Cage artistic influences

"We live in a time I think not of mainstream, but of many streams, or even, if yo insist upon a river of time, that we have tome to the delta, maybe even beyond delta to an ocean which si goign back to the skies." John Cage in KPFA Radio, 1992
In this post I will share some of my discoveries of the artistic influences that shaped the music of John Cage.
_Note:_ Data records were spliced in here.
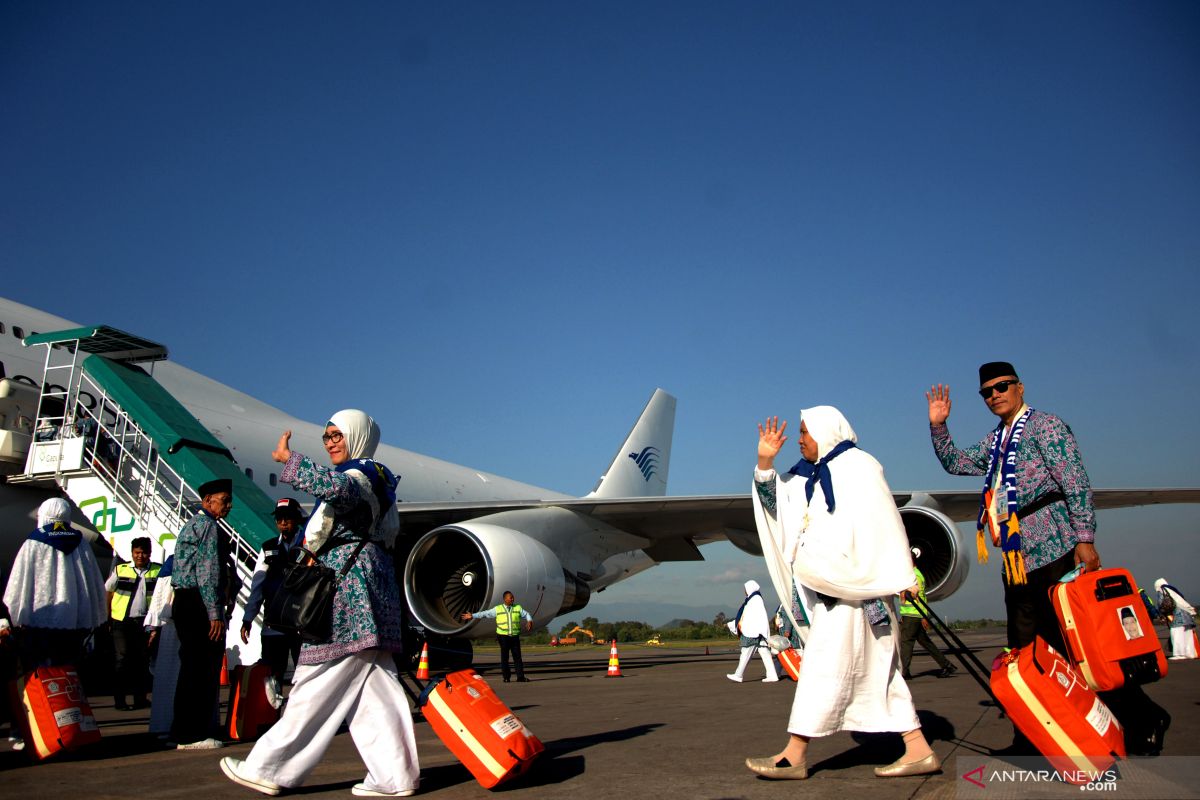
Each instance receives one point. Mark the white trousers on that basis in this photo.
(748, 653)
(363, 689)
(1183, 644)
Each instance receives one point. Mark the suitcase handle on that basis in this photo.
(1115, 585)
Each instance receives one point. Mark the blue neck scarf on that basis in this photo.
(59, 536)
(820, 471)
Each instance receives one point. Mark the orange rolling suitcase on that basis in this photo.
(790, 660)
(1108, 630)
(479, 728)
(252, 703)
(53, 711)
(1051, 704)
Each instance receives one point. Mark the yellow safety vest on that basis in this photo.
(906, 607)
(127, 583)
(508, 620)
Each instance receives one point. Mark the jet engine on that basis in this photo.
(468, 567)
(943, 559)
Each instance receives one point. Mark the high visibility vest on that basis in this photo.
(906, 607)
(508, 620)
(127, 583)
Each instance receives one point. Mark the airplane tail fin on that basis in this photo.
(640, 468)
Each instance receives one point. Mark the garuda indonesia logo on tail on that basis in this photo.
(647, 461)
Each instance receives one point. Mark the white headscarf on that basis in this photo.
(754, 615)
(1180, 602)
(858, 552)
(360, 432)
(52, 511)
(361, 437)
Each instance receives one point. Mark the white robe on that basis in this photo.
(850, 678)
(48, 588)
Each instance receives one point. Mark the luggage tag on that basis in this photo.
(1074, 573)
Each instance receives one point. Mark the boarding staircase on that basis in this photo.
(127, 453)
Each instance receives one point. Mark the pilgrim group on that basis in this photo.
(832, 539)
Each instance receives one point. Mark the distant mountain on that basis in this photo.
(655, 614)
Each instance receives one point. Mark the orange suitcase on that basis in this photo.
(55, 714)
(790, 660)
(1051, 704)
(1107, 630)
(479, 728)
(251, 710)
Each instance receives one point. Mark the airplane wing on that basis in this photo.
(677, 524)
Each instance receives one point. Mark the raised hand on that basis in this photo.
(771, 441)
(939, 397)
(282, 451)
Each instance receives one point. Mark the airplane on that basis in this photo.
(468, 535)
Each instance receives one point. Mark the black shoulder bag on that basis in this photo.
(304, 602)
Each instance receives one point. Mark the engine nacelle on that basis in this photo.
(943, 559)
(468, 567)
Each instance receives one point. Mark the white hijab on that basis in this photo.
(857, 552)
(361, 437)
(754, 615)
(1180, 602)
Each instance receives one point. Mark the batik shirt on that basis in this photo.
(366, 607)
(875, 609)
(1048, 461)
(201, 557)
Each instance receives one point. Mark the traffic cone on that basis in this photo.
(613, 662)
(423, 665)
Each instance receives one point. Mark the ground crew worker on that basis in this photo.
(508, 632)
(912, 627)
(130, 589)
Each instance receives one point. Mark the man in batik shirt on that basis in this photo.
(1037, 501)
(202, 578)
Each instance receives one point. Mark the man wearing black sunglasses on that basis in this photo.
(1036, 504)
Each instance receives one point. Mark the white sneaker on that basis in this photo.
(233, 770)
(203, 744)
(364, 791)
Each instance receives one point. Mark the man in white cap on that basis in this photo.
(912, 626)
(753, 629)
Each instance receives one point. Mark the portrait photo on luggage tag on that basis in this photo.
(1129, 623)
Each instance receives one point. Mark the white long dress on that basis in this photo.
(850, 679)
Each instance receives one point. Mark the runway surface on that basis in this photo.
(672, 727)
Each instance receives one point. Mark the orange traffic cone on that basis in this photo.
(613, 662)
(423, 665)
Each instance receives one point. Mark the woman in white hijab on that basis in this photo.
(55, 591)
(753, 629)
(352, 677)
(831, 527)
(1181, 621)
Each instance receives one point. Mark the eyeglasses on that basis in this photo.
(999, 386)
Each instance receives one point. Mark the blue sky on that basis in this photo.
(501, 226)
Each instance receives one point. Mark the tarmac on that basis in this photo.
(671, 727)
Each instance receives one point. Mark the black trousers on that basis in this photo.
(1030, 611)
(510, 644)
(197, 692)
(276, 650)
(911, 632)
(131, 647)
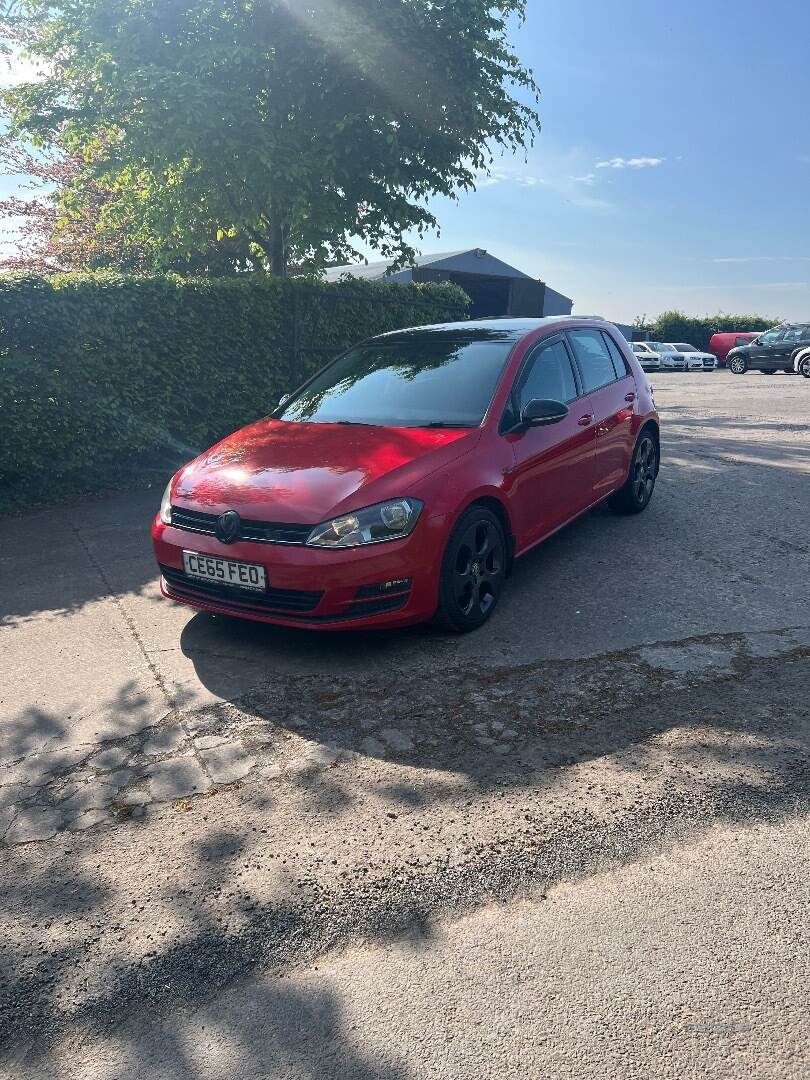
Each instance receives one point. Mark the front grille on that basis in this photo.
(192, 521)
(275, 599)
(278, 603)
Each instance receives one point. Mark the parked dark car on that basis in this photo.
(723, 343)
(773, 351)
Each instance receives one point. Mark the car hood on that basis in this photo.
(307, 473)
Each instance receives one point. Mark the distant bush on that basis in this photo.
(96, 369)
(677, 326)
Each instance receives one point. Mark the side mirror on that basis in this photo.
(543, 410)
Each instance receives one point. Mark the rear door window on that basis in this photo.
(771, 337)
(593, 359)
(794, 334)
(620, 365)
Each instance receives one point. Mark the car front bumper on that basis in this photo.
(385, 584)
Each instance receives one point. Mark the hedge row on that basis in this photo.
(96, 369)
(677, 326)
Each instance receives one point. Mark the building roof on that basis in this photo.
(473, 260)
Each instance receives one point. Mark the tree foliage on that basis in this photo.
(98, 369)
(698, 331)
(287, 127)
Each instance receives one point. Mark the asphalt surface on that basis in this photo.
(575, 844)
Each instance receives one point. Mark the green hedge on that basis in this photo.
(97, 370)
(677, 326)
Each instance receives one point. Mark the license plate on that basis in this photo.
(226, 571)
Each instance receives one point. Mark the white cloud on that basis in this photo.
(16, 68)
(631, 163)
(766, 258)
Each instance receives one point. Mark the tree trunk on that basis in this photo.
(278, 245)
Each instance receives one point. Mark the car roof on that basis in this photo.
(498, 328)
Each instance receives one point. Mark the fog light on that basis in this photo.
(385, 589)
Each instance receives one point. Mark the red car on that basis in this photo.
(400, 483)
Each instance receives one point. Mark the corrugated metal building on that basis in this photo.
(494, 287)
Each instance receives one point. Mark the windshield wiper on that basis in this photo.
(444, 423)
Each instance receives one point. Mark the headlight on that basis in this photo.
(165, 504)
(387, 521)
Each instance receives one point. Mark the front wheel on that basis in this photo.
(473, 570)
(635, 494)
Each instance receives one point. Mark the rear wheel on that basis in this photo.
(635, 494)
(473, 570)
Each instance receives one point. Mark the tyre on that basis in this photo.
(473, 571)
(635, 494)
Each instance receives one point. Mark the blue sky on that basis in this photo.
(673, 169)
(717, 94)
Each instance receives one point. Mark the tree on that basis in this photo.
(288, 126)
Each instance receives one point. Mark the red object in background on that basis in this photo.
(723, 343)
(283, 477)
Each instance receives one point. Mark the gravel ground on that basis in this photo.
(571, 845)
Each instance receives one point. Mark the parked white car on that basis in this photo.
(801, 363)
(696, 361)
(671, 359)
(647, 356)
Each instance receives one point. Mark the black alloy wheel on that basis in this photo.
(635, 494)
(473, 570)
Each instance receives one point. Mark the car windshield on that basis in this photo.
(414, 380)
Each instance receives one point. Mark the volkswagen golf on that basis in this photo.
(400, 483)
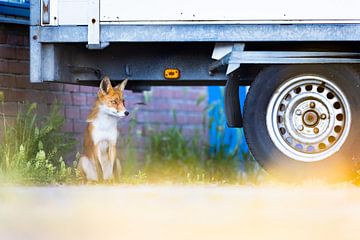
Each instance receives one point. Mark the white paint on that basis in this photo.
(195, 11)
(93, 22)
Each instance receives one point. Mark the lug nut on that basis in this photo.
(316, 130)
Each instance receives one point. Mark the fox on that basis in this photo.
(98, 161)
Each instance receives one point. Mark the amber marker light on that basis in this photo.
(172, 73)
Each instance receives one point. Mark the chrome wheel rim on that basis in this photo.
(308, 118)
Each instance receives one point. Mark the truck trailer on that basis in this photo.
(300, 59)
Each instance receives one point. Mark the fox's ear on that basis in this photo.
(105, 85)
(122, 85)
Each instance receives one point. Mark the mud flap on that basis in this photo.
(232, 104)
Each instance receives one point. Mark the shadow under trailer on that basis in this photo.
(300, 59)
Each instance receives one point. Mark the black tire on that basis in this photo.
(339, 166)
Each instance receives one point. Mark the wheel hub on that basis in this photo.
(308, 118)
(311, 118)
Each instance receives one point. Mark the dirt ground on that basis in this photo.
(180, 212)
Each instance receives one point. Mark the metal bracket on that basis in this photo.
(94, 26)
(232, 55)
(223, 52)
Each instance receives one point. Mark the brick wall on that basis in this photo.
(157, 113)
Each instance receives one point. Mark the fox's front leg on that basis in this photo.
(109, 166)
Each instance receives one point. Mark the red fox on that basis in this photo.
(99, 153)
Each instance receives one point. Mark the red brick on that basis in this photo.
(54, 86)
(79, 99)
(84, 112)
(71, 88)
(22, 82)
(86, 89)
(26, 40)
(14, 96)
(3, 37)
(9, 108)
(64, 98)
(19, 67)
(4, 66)
(79, 126)
(72, 112)
(39, 86)
(90, 100)
(7, 52)
(7, 80)
(68, 125)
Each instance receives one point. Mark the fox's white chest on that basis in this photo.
(104, 129)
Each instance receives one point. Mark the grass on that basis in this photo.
(33, 147)
(171, 157)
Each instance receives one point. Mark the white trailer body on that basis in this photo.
(300, 58)
(68, 12)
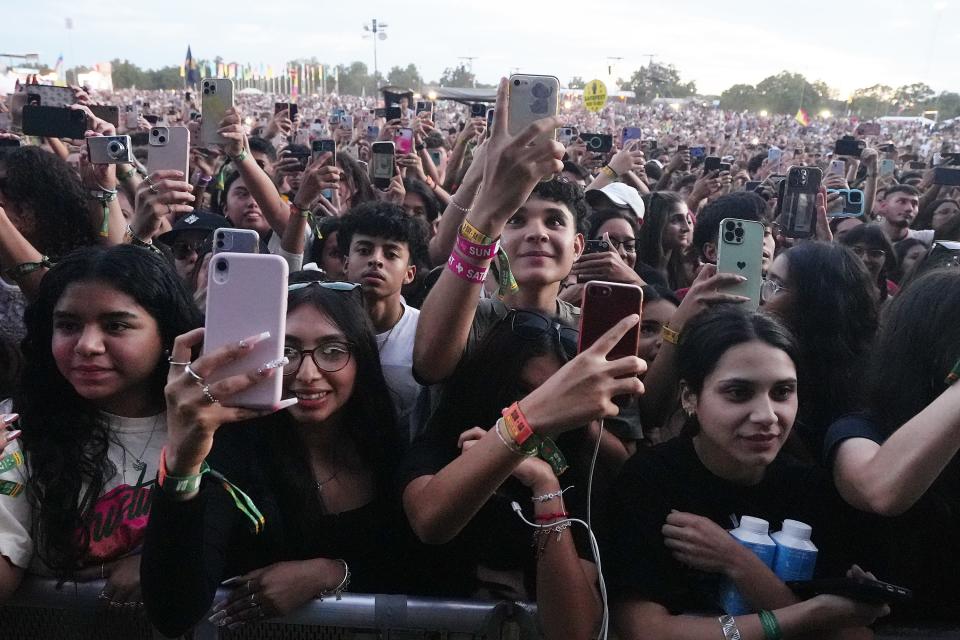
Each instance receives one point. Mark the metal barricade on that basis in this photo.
(40, 610)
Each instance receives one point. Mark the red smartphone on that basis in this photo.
(604, 305)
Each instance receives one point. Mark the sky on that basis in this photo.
(716, 44)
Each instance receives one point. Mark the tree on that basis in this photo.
(658, 81)
(408, 78)
(457, 77)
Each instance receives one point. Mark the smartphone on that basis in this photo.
(852, 203)
(740, 251)
(247, 295)
(109, 150)
(403, 141)
(630, 133)
(106, 112)
(54, 122)
(838, 167)
(169, 148)
(798, 213)
(596, 246)
(217, 98)
(45, 95)
(947, 176)
(887, 167)
(131, 115)
(604, 305)
(532, 98)
(859, 589)
(382, 164)
(597, 142)
(774, 156)
(849, 146)
(227, 240)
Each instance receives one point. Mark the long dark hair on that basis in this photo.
(51, 190)
(916, 347)
(660, 205)
(833, 311)
(64, 435)
(368, 416)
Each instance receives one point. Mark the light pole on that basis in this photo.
(377, 31)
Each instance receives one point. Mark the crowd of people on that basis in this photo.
(438, 410)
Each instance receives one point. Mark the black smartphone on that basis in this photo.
(597, 142)
(849, 146)
(798, 213)
(54, 122)
(596, 246)
(859, 589)
(947, 176)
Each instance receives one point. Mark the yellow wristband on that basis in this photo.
(670, 335)
(474, 235)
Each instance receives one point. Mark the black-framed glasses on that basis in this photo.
(329, 357)
(530, 325)
(629, 246)
(873, 254)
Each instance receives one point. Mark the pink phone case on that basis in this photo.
(247, 295)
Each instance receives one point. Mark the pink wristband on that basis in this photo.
(465, 270)
(474, 250)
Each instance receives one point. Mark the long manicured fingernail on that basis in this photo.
(252, 341)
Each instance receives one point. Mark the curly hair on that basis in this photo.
(67, 440)
(50, 190)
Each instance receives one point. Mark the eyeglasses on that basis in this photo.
(769, 289)
(531, 325)
(873, 254)
(628, 246)
(329, 357)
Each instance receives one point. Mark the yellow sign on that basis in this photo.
(594, 95)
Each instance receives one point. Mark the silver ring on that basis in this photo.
(211, 400)
(193, 374)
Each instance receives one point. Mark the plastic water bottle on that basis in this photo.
(753, 534)
(796, 555)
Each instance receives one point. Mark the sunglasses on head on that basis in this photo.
(530, 325)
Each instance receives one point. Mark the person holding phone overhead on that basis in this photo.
(76, 503)
(310, 509)
(667, 551)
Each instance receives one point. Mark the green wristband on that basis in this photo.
(771, 628)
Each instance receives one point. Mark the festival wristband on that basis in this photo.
(15, 459)
(474, 235)
(465, 270)
(480, 251)
(10, 488)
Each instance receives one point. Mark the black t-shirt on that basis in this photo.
(917, 549)
(496, 538)
(670, 476)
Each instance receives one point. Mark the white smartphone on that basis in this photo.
(217, 98)
(247, 295)
(169, 148)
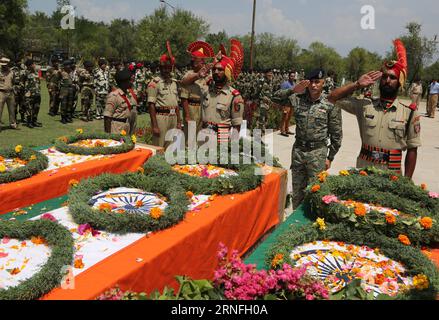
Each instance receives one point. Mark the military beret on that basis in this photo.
(123, 75)
(88, 64)
(102, 62)
(316, 74)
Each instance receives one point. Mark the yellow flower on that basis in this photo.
(420, 282)
(156, 213)
(321, 224)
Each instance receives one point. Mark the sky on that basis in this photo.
(336, 23)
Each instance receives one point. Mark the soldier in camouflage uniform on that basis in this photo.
(32, 94)
(265, 99)
(53, 77)
(67, 93)
(102, 87)
(86, 81)
(318, 131)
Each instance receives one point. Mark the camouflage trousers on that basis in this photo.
(32, 108)
(305, 166)
(101, 100)
(263, 116)
(54, 102)
(86, 102)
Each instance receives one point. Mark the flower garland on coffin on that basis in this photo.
(378, 201)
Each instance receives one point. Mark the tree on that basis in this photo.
(12, 22)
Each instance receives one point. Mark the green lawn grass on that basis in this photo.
(52, 127)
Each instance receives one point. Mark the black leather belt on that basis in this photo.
(119, 120)
(310, 145)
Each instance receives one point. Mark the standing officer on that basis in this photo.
(120, 110)
(66, 93)
(222, 105)
(6, 91)
(87, 90)
(32, 94)
(53, 79)
(387, 126)
(191, 93)
(163, 101)
(319, 131)
(102, 86)
(265, 98)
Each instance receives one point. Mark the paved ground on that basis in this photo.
(427, 170)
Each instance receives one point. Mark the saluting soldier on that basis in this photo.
(86, 81)
(319, 131)
(120, 111)
(191, 93)
(163, 102)
(53, 81)
(7, 80)
(388, 127)
(222, 105)
(32, 94)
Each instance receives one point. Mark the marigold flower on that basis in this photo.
(420, 282)
(360, 210)
(73, 183)
(390, 218)
(278, 259)
(105, 207)
(156, 213)
(404, 240)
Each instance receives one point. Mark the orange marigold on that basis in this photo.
(404, 240)
(426, 223)
(390, 218)
(360, 210)
(156, 213)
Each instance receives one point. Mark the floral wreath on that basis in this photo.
(63, 144)
(103, 218)
(425, 275)
(51, 274)
(360, 198)
(33, 163)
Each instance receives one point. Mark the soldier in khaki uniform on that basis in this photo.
(387, 126)
(6, 91)
(163, 102)
(222, 105)
(120, 110)
(191, 93)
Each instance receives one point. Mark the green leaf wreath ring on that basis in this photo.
(64, 144)
(33, 163)
(58, 238)
(376, 200)
(128, 220)
(340, 254)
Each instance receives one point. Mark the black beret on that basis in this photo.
(88, 64)
(316, 74)
(123, 75)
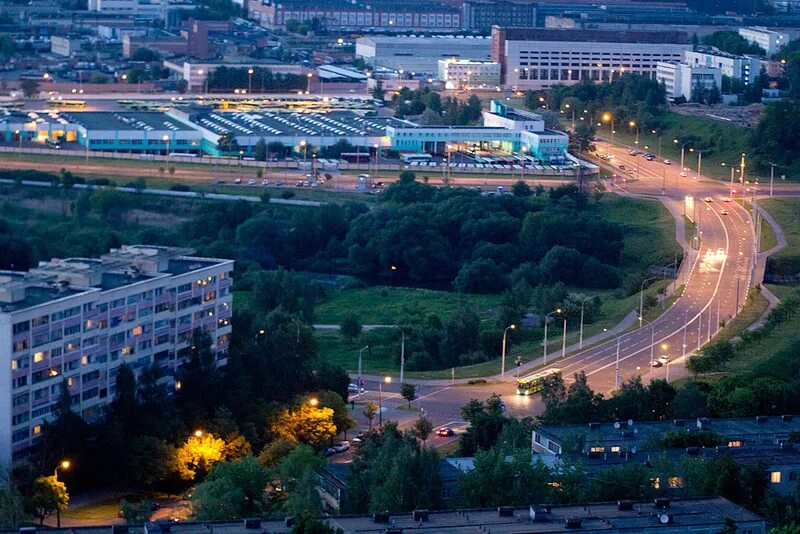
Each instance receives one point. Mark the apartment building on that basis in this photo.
(463, 72)
(540, 58)
(78, 319)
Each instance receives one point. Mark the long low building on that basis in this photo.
(420, 54)
(541, 58)
(205, 130)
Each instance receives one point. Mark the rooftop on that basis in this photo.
(686, 514)
(126, 121)
(751, 431)
(59, 278)
(269, 123)
(593, 36)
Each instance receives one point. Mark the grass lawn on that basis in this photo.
(101, 511)
(383, 304)
(752, 310)
(780, 290)
(786, 212)
(650, 240)
(728, 142)
(772, 355)
(768, 238)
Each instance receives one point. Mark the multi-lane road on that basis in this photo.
(718, 270)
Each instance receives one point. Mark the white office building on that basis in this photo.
(745, 68)
(682, 80)
(540, 58)
(769, 40)
(465, 73)
(149, 9)
(420, 55)
(76, 320)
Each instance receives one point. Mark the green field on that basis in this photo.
(650, 240)
(727, 141)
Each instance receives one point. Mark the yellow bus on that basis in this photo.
(534, 383)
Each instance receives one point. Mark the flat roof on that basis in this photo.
(594, 36)
(126, 121)
(759, 430)
(279, 123)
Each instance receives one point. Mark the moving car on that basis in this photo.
(353, 388)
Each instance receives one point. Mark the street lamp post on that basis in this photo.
(641, 298)
(387, 380)
(360, 352)
(547, 316)
(63, 465)
(580, 335)
(503, 361)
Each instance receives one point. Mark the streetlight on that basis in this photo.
(616, 364)
(503, 363)
(63, 465)
(387, 380)
(580, 336)
(641, 298)
(558, 310)
(683, 147)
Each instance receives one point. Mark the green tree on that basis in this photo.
(370, 412)
(48, 495)
(231, 490)
(423, 427)
(350, 327)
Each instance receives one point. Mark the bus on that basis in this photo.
(534, 383)
(356, 157)
(418, 158)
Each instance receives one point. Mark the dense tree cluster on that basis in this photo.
(226, 79)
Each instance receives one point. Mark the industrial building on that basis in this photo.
(745, 68)
(376, 15)
(420, 54)
(540, 58)
(200, 129)
(72, 322)
(682, 80)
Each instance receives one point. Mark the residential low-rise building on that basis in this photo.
(420, 54)
(682, 80)
(467, 73)
(72, 322)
Interestingly, Cage's father, John Milton Cage, was an inventor, no doubt stimulating the composer's interest in tinkering with gadgets.
In 1930, Cage abandoned two years of study at Pamona to make a trip to Europe in 1930 in which he explored painting, poetry, and music. Mark Katz writes in
Capturing Sound: How Technology Has Changed Music that Cage attended a "phonograph concert" presented by Hindemith and Ernst Toch that featured prerecorded sounds of spoken music and wanted to continue their work, resulting in several works for phonograph and ensemble.
Alex Ross notes in The Rest is Noise that, "for Cage, the classical tradition was worn-out kitch ripe for deconstruction, in the manner of his intellectual hero, the conceptual artist Marcel Duchamp." The futuristic surrealism of Duchamp's works have always appealed to me, as well. Without attempting a comprehensive discussion of that artist, here are a few of my favorite works which might have influenced Cage:



Nude Descending a Staircase, No. 2 (1912)

 
Bicycle Wheel (1913 lost, reconstructed in 1953). This work fits in Duchamp's category of readymades in which he hoped to question the adoration of art. This questioning of the essence of art seems to have directly influenced Cage's own radical questioning of the established conventions and traditions.

 
Apparently Duchamp also had quite the sense of humor giving the title as a lewd French pun.

There are many other works, especially fascinating moving sculptures, but Duchamp's most interesting connection with Cage may be in his musical compositions. There are two musical works composed by chance operations: one for three voices published in 1934 and another unpublished for a mechanical recording device.